A 13-year-old from The Ladies’ College Art Club has had her “powerful” artwork commemorating the horrors of the Holocaust recognised nationally.
The Ladies’ College Art Club challenged its members to produce a portrait based on someone affected by the Holocaust.
Several students entered their pieces into the national [Extra]Ordinary Portraits competition.
Mair’s artwork called ‘Auguste Spitz’ was selected by the judging panel.
Her piece is on display alongside thirty other young artists’ work, to commemorate Holocaust Memorial Day.
Mair explains who inspired her:
“Auguste Spitz was a Jewish immigrant from Vienna who came to Guernsey on the 30th of August 1937 at the age of 36. Before Guernsey was occupied, she registered as a Jew.
In April 1942, she and two other Jewish women from Guernsey were deported to France. They stayed in Laval and then in July 1942 were loaded into cattle trucks and transported to Auschwitz. Sadly, she did not survive the war and died in the camp.
I created this piece as a way to commemorate her life and the horrors she lived through and died in.”
She describes the techniques she used:
“I used the method of transferring to use her registration form as a background and I have embroidered her registration number over her name.
I used a biro to lightly draw her face over the form as a way to represent the memory of what her life should have been and was like before the war.”
Head of History at The Ladies’ College, Mrs Henderson, says the students were passionate about the work:
“We are extremely proud of each student who took on this challenge.

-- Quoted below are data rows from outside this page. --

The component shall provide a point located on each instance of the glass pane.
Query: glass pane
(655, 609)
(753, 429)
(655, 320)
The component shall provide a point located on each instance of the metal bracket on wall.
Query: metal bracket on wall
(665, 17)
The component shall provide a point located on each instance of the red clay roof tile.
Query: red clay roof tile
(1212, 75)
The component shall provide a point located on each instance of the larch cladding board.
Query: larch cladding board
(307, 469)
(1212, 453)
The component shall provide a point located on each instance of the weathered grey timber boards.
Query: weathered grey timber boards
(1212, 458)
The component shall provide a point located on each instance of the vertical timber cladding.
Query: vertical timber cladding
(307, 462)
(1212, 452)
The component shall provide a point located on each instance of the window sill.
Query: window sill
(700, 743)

There is a huge amount of research needed for these projects and we are mesmerised by how they creatively approached their work.
We congratulate Mair on her success in the competition.
Her artwork has even been featured in The Jewish Chronicle, The European Jewish Congress and The Jerusalem Post.”
A famous Photographer, Rankin, was a part of the judging panel.
He explains why this exhibit is important:
“Not only does the competition nurture the creative talent of young people, but it also continues to introduce the importance of Holocaust Memorial Day to a whole new generation.”
The digital exhibition can be viewed on the Holocaust Memorial Day Trust’s website.